Video Classification with CNN, RNN, and PyTorch

Published in

How to AI

5 min readJul 16, 2020

Video classification is the task of assigning a label to a video clip. This application is useful if you want to know what kind of activity is happening in a video. In this post, I will share a method of classifying videos using Convolutional Neural Networks (CNN) and Recurrent Neural Networks (RNN) implemented in PyTorch.

The outline of this post is as the following:

Introduction
Data Preparation
Model Implementation
Model Training
Model Deployment

Introduction

A video is a collection of sequential frames or images that are played one after another. Most videos that we deal with in our daily life have more than 30 frames per second. Thus, compared to image classification, we have to deal with a large scale of data even for short videos. Since the images are highly correlated, it is common to skip the intermediate frames and process fewer frames per second.

Data Preparation

The first step is to prepare the dataset. We will need a training dataset to train our model and a test or validation dataset to evaluate the model. For this purpose, we will use HMDB: a large human motion database.

The HMDB dataset was collected from various sources, including movies, YouTube, and Google videos. It is a large dataset (2 GB) with a total of 7,000 video clips. There are 51 action classes, each containing a minimum of 101 clips. We will assign a label to each action, for example:

{'sword_exercise': 0,
    'pushup': 1,
    'turn': 2,
    'draw_sword': 3,
    'clap': 4,
    ...

Here is the first frame of a few sample video clips:

You need to first download and extract the data into a local folder named data. The folder should contain 51 subfolders corresponding to 51 class actions. Also, each subfolder should contain at least 101 video files of the .avi type for each action class.
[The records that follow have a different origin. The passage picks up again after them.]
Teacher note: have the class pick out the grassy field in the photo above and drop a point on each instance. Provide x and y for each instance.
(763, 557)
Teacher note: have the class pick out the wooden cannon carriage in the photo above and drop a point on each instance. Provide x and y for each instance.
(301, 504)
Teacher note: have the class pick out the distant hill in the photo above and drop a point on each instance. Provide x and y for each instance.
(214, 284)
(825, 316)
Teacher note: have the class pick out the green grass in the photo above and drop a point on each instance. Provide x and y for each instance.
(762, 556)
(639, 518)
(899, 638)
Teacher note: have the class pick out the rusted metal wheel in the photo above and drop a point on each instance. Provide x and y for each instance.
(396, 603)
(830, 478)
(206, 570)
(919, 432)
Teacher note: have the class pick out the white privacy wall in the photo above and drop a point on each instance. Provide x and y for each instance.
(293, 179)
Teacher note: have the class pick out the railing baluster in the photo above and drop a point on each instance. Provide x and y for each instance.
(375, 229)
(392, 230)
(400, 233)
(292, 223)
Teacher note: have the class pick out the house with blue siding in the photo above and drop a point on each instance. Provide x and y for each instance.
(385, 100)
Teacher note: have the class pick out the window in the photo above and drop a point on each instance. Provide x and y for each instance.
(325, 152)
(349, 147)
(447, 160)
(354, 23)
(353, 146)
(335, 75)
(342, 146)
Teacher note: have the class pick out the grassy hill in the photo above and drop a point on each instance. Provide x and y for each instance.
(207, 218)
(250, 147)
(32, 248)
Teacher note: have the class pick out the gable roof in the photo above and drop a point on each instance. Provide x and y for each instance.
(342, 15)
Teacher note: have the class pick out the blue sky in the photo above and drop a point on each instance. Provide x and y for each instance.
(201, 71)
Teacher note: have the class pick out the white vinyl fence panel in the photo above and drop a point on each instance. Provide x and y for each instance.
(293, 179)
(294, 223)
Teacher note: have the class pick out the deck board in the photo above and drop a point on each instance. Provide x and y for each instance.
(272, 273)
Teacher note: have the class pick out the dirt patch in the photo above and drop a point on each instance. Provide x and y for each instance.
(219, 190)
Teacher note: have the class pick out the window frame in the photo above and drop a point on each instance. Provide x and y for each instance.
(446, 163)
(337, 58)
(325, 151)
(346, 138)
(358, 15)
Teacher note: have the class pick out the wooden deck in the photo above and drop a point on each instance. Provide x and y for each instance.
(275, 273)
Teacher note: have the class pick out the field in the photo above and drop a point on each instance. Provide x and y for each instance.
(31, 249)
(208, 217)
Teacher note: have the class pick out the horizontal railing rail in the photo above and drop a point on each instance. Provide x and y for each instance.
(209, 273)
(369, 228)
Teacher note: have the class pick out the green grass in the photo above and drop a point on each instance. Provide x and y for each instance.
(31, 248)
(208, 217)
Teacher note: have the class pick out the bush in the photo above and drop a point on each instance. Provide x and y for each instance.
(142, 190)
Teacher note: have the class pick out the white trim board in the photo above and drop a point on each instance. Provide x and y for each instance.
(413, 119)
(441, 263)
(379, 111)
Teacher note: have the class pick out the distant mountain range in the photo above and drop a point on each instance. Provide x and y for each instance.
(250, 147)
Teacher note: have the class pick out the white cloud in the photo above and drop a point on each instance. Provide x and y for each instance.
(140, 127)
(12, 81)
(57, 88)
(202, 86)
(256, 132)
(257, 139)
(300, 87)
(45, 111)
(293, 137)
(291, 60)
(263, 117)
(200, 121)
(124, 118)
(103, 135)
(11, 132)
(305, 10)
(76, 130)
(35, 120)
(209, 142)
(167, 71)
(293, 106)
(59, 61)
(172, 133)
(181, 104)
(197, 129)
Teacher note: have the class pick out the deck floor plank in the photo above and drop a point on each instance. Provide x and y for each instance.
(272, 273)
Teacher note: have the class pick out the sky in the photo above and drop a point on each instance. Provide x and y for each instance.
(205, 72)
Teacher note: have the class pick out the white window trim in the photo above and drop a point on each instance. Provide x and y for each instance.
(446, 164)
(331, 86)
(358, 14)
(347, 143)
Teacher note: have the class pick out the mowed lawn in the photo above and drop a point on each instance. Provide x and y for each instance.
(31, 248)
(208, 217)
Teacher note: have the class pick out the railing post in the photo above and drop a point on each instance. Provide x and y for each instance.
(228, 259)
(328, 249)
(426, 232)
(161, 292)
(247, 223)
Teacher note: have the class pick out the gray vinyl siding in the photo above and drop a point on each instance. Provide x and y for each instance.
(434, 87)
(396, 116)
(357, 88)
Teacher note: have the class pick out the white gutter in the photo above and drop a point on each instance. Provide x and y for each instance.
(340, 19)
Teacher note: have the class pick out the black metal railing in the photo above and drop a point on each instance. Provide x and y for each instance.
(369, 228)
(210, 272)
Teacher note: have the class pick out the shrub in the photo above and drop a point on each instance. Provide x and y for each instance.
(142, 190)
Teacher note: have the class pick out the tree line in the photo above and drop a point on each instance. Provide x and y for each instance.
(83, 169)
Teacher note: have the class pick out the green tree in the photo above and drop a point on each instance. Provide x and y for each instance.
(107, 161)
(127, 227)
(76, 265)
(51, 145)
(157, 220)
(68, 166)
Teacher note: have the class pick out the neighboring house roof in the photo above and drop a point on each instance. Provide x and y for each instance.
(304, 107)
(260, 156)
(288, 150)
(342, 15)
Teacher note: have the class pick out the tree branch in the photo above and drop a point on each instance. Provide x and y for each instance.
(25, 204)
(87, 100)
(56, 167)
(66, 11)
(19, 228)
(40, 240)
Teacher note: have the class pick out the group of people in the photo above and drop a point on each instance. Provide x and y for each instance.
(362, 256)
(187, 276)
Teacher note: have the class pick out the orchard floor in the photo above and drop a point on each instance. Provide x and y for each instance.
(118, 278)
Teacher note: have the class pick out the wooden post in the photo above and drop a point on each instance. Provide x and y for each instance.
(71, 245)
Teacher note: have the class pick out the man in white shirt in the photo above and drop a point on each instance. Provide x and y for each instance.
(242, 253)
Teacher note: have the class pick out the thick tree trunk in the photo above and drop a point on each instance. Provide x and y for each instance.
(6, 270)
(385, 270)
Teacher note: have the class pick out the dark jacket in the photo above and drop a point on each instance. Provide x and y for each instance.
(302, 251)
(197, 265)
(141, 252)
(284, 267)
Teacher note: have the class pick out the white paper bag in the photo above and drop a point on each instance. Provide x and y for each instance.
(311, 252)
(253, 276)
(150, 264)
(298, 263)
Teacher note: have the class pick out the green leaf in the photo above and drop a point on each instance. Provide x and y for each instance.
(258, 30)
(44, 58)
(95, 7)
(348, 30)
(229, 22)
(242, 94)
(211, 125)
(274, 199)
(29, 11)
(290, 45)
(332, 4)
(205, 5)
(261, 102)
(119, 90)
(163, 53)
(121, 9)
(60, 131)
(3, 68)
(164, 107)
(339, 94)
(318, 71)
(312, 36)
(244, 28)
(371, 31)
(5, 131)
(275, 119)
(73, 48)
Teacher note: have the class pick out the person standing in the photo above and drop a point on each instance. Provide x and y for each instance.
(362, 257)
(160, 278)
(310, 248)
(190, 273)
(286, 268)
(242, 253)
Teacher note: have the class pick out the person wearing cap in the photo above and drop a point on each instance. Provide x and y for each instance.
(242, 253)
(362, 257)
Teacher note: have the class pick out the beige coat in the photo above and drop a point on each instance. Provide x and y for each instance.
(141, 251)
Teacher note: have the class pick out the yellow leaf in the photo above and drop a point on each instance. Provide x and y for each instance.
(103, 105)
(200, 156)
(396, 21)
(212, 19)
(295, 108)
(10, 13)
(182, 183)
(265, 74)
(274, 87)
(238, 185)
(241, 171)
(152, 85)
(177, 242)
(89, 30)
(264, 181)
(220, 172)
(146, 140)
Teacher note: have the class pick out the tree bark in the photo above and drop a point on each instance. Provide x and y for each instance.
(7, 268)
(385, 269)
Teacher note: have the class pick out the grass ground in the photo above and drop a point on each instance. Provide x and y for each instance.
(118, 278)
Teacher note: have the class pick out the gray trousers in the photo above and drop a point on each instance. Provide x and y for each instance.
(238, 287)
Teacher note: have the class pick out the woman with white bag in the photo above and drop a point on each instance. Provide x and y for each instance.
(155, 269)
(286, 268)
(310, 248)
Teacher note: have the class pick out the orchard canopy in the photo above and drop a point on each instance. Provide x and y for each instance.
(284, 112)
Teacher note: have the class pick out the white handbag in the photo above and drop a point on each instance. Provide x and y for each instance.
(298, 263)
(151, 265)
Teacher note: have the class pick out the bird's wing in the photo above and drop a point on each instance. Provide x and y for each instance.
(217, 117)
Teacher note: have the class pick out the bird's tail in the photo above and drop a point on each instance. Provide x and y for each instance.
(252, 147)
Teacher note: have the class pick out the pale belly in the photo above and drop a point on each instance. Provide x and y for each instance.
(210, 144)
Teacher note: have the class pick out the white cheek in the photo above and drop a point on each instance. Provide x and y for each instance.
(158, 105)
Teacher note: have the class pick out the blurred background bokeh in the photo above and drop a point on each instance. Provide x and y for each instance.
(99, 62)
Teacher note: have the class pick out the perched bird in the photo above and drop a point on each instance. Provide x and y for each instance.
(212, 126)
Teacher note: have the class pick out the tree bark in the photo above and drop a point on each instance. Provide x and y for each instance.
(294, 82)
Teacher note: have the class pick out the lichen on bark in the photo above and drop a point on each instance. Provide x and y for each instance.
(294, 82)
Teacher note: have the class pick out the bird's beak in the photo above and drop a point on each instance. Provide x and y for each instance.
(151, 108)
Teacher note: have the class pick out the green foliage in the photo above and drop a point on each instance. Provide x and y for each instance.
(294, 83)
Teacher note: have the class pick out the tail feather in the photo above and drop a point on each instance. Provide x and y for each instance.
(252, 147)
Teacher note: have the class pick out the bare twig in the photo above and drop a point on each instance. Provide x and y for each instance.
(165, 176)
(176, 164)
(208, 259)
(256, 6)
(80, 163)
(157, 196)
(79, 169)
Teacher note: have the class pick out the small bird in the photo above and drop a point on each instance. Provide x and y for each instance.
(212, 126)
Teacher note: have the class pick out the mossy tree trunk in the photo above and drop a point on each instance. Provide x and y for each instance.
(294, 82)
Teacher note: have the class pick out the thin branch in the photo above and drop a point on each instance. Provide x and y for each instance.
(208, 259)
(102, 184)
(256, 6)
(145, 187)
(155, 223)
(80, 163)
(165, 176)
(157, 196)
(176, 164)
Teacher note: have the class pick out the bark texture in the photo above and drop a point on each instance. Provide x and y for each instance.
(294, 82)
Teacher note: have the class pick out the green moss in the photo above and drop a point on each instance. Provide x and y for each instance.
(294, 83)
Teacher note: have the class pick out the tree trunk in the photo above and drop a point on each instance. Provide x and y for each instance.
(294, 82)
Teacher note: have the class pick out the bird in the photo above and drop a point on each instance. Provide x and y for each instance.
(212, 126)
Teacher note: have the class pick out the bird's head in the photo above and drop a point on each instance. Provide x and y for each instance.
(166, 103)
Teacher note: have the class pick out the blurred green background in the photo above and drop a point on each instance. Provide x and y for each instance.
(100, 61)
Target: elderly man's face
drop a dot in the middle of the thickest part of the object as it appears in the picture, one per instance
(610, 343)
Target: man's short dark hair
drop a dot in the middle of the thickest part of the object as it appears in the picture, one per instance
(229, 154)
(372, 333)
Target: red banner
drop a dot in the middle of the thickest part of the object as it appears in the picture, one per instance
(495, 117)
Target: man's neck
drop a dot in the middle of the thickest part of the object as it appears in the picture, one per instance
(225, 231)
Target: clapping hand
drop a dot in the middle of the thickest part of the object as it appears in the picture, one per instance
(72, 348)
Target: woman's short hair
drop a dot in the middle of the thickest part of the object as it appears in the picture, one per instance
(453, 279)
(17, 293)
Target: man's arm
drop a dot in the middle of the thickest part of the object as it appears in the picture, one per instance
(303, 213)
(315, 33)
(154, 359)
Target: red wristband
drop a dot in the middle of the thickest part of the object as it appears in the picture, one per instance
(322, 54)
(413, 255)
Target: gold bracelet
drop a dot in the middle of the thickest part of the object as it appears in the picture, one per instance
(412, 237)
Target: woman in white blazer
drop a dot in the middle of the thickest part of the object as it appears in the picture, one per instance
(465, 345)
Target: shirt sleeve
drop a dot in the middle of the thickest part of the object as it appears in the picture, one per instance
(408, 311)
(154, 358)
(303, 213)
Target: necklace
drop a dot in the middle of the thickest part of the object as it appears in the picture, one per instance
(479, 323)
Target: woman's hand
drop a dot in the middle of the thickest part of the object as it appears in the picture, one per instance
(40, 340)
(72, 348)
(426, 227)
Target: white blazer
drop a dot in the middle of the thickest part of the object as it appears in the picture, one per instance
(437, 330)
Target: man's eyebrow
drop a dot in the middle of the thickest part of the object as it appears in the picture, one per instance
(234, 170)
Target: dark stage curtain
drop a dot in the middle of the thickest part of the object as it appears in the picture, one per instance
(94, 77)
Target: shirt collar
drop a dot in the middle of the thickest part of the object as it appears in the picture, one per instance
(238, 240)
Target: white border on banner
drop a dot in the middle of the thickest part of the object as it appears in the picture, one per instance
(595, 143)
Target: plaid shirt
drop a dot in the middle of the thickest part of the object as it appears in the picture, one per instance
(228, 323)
In the first part of data preparation, we will convert the videos into images. We will only use 16 frames from each video that are equally spaced across the entire video and store them as .jpg files. This step is to reduce the computational complexity.

I defined two helper functions to get (get_frames) and store the frames (store_frames) from a video. The helper functions are defined in myutils.py, which is available here.

Also, in this notebook, you can see how I used the helper functions to loop over the videos, extract 16 frames, and store them as jpg files.

After converting the videos into images, we will split the dataset into training and test sets using StratifiedShuffleSplit.

Next, we will define a PyTorch dataset class called VideoDataset. In the class, we will load all 16 images per video, down-sample them to 112 by 112, and stack them into a PyTorch tensor of shape [16, 3 112, 112].

Then, we will define two instances of the class for the training and test datasets. Next, we will define two data loaders. Data loaders will help us to automatically grab mini-batches from the dataset during training. For instance, if we set batch_size=8, data loaders will return mini-batches (tensors) of shape [8, 16, 3, 112, 112] in each iteration.

See this notebook for the source code of the dataset and data loader classes.

Model Implementation

We will use a deep learning model to process multiple images of a video to extract the temporal correlation. The model is a combined CNN-RNN architecture. The goal of RNN models is to extract the temporal correlation between the images by keeping a memory of past images. The block diagram of the model is as follows:

The images of a video are fed to a CNN model to extract high-level features. The features are then fed to an RNN layer and the output of the RNN layer is connected to a fully connected layer to get the classification output. We will use ResNet18 pre-trained on ImageNet, as the base CNN model.

You can find an implementation of the full model class in PyTorch called Resnt18Rnn in this notebook.

Set the model parameters and define an instance of the model class:

params_model={
        "num_classes": num_classes,
        "dr_rate": 0.1,
        "pretrained" : True,
        "rnn_num_layers": 1,
        "rnn_hidden_size": 100,}
    model = Resnt18Rnn(params_model)

Model Training

It is time to train the model. The base CNN model was pre-trained. So we will start from the pre-trained weights and fine-tune the model on the HMDB dataset. The training scripts can be found in myutils.py. Set the parameters and call the train_val function to train the model.

params_train={
"num_epochs": 20,
"optimizer": opt,
"loss_func": loss_func,
"train_dl": train_dl,
"val_dl": test_dl,
"sanity_check": True,
"lr_scheduler": lr_scheduler,
"path2weights": "./models/weights_"+model_type+".pt",
}
model,loss_hist,metric_hist = myutils.train_val(model,params_train)

Model Deployment

Now, it’s time to deploy the model on a video. I put the required utility functions in the myutils.py file. To deploy the model, we need to instantiate an object of the model class. You can do this by calling the get_model utility function defined in myutils.py.

import myutils
model_type = "rnn"
model = myutils.get_model(model_type = model_type, num_classes = 5)
model.eval();

Then, we will load the trained weights into the model.

import torch
path2weights = "./models/weights_"+model_type+".pt"
model.load_state_dict(torch.load(path2weights))

Let us load a video using get_frames:

frames, v_len = myutils.get_frames(path2vido, n_frames=16)

Here are a few frames of the video:

Then, convert the frames into a tensor and pass it to the model to get the predictions:

with torch.no_grad():
    out = model(imgs_tensor.to(device)).cpu()
    print(out.shape)
    pred = torch.argmax(out).item()
    print(pred)

The deployment scripts can be found in this notebook.

Summary

In this post, I provided an algorithm for video classification using deep learning and PyTorch. You can find more details about the method here.